Between the positions of managed money and the uncertainty of summer weather, some analysts see significant downside risk for soybean prices in the months ahead after last week’s market correction.
“The funds are very long,” noted Andy Shissler of S&W Trading, speaking on U.S. Farm Report. “You look at what corn did—we traded new lows for the year. Wheat did substantially the same thing.”
He, like so many others, is also watching the weather and the market’s reaction. “If they put in a rain in after that heat system, then I think beans could go down to $9.15 on the board,” Shissler said. “If it stays dry, there’s a gap at $11.20 that we could take a run at.
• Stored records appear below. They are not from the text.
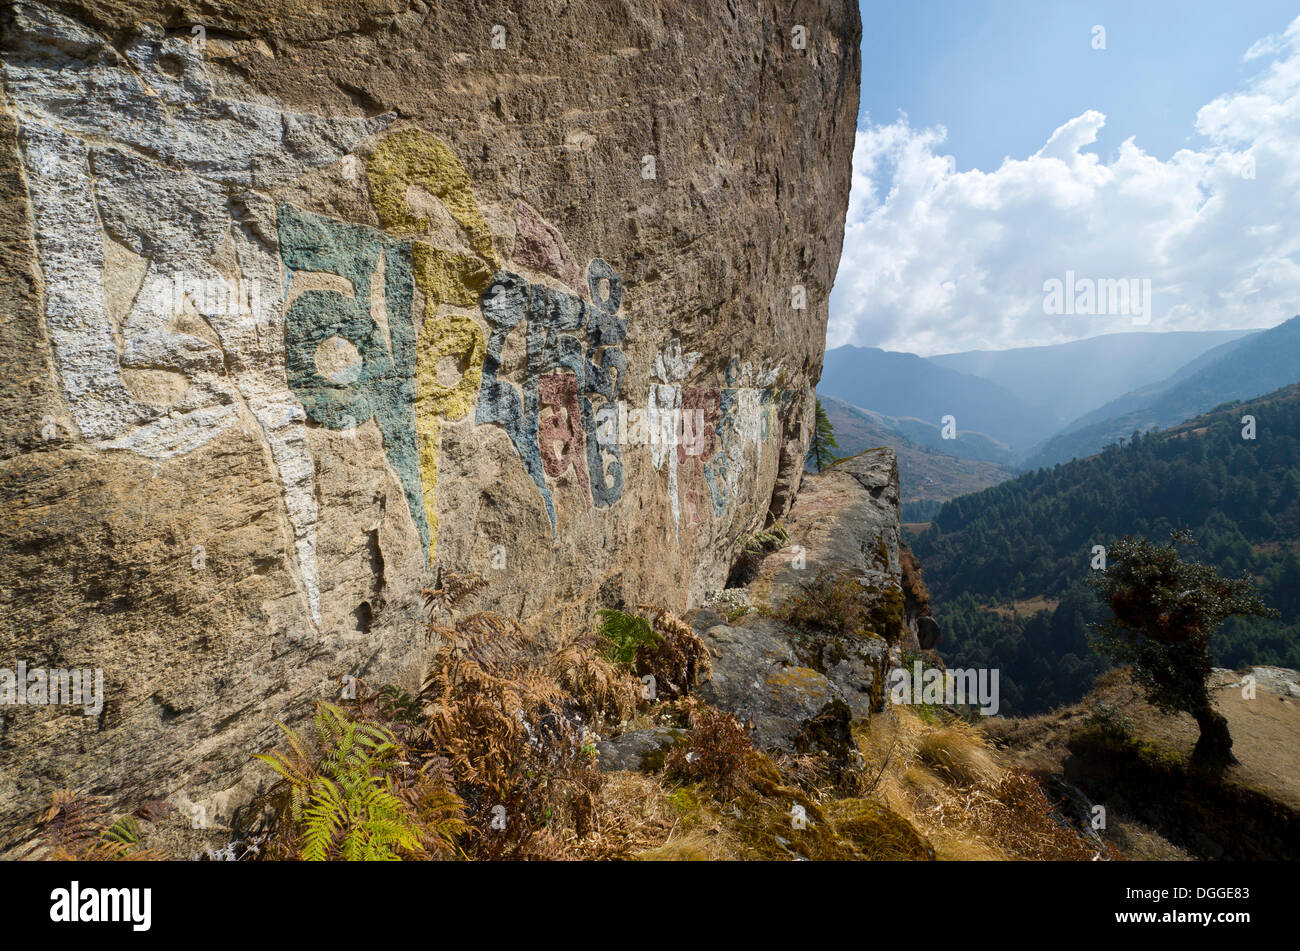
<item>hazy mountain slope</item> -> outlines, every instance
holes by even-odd
[[[1049,347],[969,350],[927,359],[996,383],[1064,425],[1108,400],[1165,380],[1206,351],[1256,332],[1114,333]]]
[[[1051,466],[1099,452],[1135,431],[1173,426],[1230,400],[1249,399],[1300,381],[1300,317],[1271,330],[1231,342],[1214,351],[1216,359],[1197,360],[1170,379],[1130,393],[1053,436],[1025,462],[1025,468]],[[1206,354],[1211,357],[1212,354]]]
[[[865,347],[828,350],[817,391],[852,406],[936,427],[951,415],[958,433],[986,433],[1020,452],[1059,425],[1050,413],[995,383],[912,353]]]
[[[1263,331],[1258,331],[1258,332],[1263,333]],[[1201,354],[1195,360],[1192,360],[1187,365],[1180,367],[1178,371],[1174,373],[1172,376],[1165,377],[1163,380],[1160,380],[1156,383],[1149,383],[1146,386],[1138,387],[1137,389],[1125,393],[1123,396],[1120,396],[1117,399],[1111,400],[1105,406],[1100,406],[1090,413],[1085,413],[1083,416],[1080,416],[1074,422],[1070,423],[1068,426],[1066,426],[1056,435],[1064,436],[1068,433],[1078,432],[1081,429],[1086,429],[1087,427],[1091,426],[1093,423],[1100,423],[1108,419],[1114,419],[1116,417],[1124,416],[1128,413],[1131,413],[1134,410],[1139,410],[1147,406],[1150,406],[1153,402],[1155,402],[1156,399],[1159,398],[1160,394],[1166,392],[1167,390],[1177,385],[1178,383],[1181,383],[1183,380],[1187,379],[1192,374],[1197,373],[1198,371],[1204,369],[1205,367],[1216,362],[1217,360],[1226,357],[1233,350],[1240,347],[1242,343],[1249,340],[1251,336],[1253,336],[1253,334],[1247,335],[1245,337],[1239,337],[1236,340],[1230,340],[1227,343],[1221,343],[1217,347],[1214,347],[1211,350],[1207,350],[1205,353]],[[1035,449],[1035,451],[1037,451],[1037,449]]]
[[[835,427],[835,441],[839,445],[835,450],[837,456],[854,456],[877,446],[889,446],[894,450],[898,456],[899,491],[905,505],[944,502],[1005,482],[1014,475],[1009,467],[997,462],[958,458],[955,452],[947,453],[918,444],[898,428],[898,424],[905,421],[850,406],[833,396],[818,398]],[[912,422],[924,425],[919,421]],[[934,438],[938,439],[937,428]],[[965,434],[944,444],[954,450],[974,444],[976,451],[982,449],[1008,455],[1005,446],[978,433]]]

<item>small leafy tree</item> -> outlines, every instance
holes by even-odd
[[[1210,700],[1210,636],[1227,618],[1274,617],[1247,576],[1223,578],[1209,565],[1184,561],[1176,545],[1126,536],[1108,552],[1109,567],[1089,584],[1113,615],[1092,625],[1093,646],[1133,666],[1147,699],[1167,712],[1196,718],[1201,735],[1192,753],[1198,765],[1221,769],[1236,762],[1228,721]]]
[[[832,449],[840,448],[835,442],[835,427],[831,425],[831,418],[826,415],[826,410],[822,409],[822,401],[817,401],[817,422],[813,426],[812,439],[808,443],[808,461],[818,472],[825,470],[832,462],[835,461],[835,455]]]

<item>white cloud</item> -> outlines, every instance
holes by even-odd
[[[1300,17],[1246,59],[1270,56],[1198,112],[1207,145],[1168,161],[1133,139],[1109,162],[1084,151],[1106,121],[1094,110],[992,172],[955,172],[942,127],[860,129],[828,346],[933,354],[1300,312]],[[1044,282],[1067,270],[1150,279],[1149,325],[1044,313]]]

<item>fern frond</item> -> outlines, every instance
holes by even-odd
[[[655,633],[650,622],[639,614],[628,614],[613,608],[602,608],[597,612],[601,617],[600,636],[609,644],[608,656],[611,661],[623,667],[631,667],[636,659],[637,648],[656,648],[663,640]]]

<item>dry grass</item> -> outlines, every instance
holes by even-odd
[[[643,862],[734,862],[741,858],[741,846],[721,826],[688,829],[674,831],[662,845],[646,849],[637,858]]]
[[[1087,861],[1100,851],[1119,857],[1064,824],[1037,780],[1008,768],[969,724],[933,726],[895,706],[860,725],[855,738],[866,772],[880,771],[876,797],[910,820],[939,859]]]
[[[581,861],[630,859],[663,847],[677,823],[666,790],[643,773],[606,774],[587,835],[565,833],[557,857]]]
[[[874,634],[896,644],[902,635],[905,600],[897,585],[881,590],[847,568],[822,568],[812,580],[800,582],[770,613],[806,631],[831,637]]]
[[[929,527],[930,523],[925,524]],[[916,603],[917,610],[921,614],[929,614],[930,589],[926,587],[925,578],[921,574],[921,563],[916,560],[907,542],[902,542],[898,546],[898,561],[902,569],[903,591]]]
[[[979,737],[955,726],[939,727],[922,736],[916,753],[931,769],[956,786],[997,784],[1001,770]]]
[[[1027,773],[1008,772],[997,785],[971,787],[934,807],[942,825],[994,842],[1010,858],[1088,861],[1117,858],[1113,850],[1063,825],[1043,788]]]

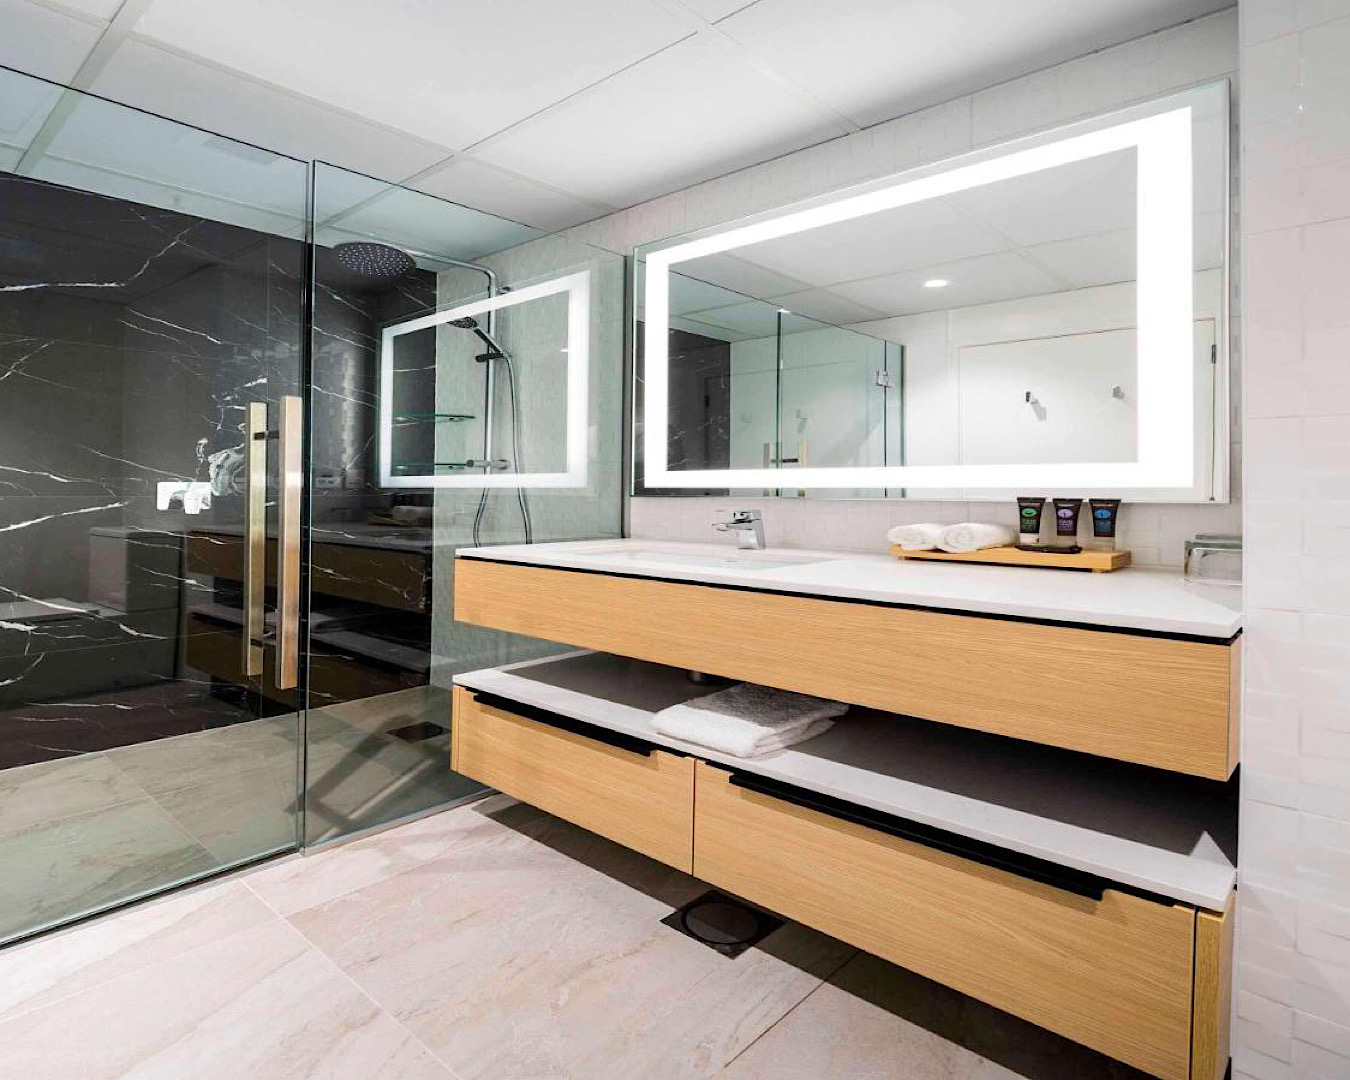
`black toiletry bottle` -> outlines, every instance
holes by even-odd
[[[1092,509],[1092,546],[1097,551],[1116,550],[1116,526],[1120,522],[1119,499],[1089,499]]]
[[[1066,539],[1069,544],[1078,539],[1078,511],[1082,505],[1082,499],[1055,500],[1055,536],[1061,544]]]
But I don’t know that we exceed $12 unless it’s really dry.”
Bob Utterback of Utterback Marketing Services expressed a similarly bearish outlook for soybeans, particularly for producers still holding old-crop beans.
“Get the calendar out, and for the next four weeks, sell one-fourth every Friday,” said Utterback, who says $11 to $11.20 soybeans is a price worth taking. “Get rid of it, because the acres are there and it’s all weather now.”
Low corn prices could also put pressure on beans as the summer progresses. “If corn stays between $4 and $3.50 and we keep the ratios between 2.5 and 2.7, the $9 beans is your risk,” warned Utterback, alluding to the corn/soybean price ratio.
“If you can’t sell the cash and you can’t sell the board, then buy a put,” he said. You’ve got to at least get something down to protect yourself because I think beans will realign themselves with corn” in terms of prices.
In the short term, of course, Shissler and Utterback will also be monitoring the market response to Tuesday’s USDA release. While the soybean numbers could be a little friendly, according to Shissler, the corn figures will probably be bearish, given the potential bumper-crop combination of updated acreage numbers and trendline yields.
But the impact of the numbers that will be released Tuesday is expected to be quickly absorbed by the trade.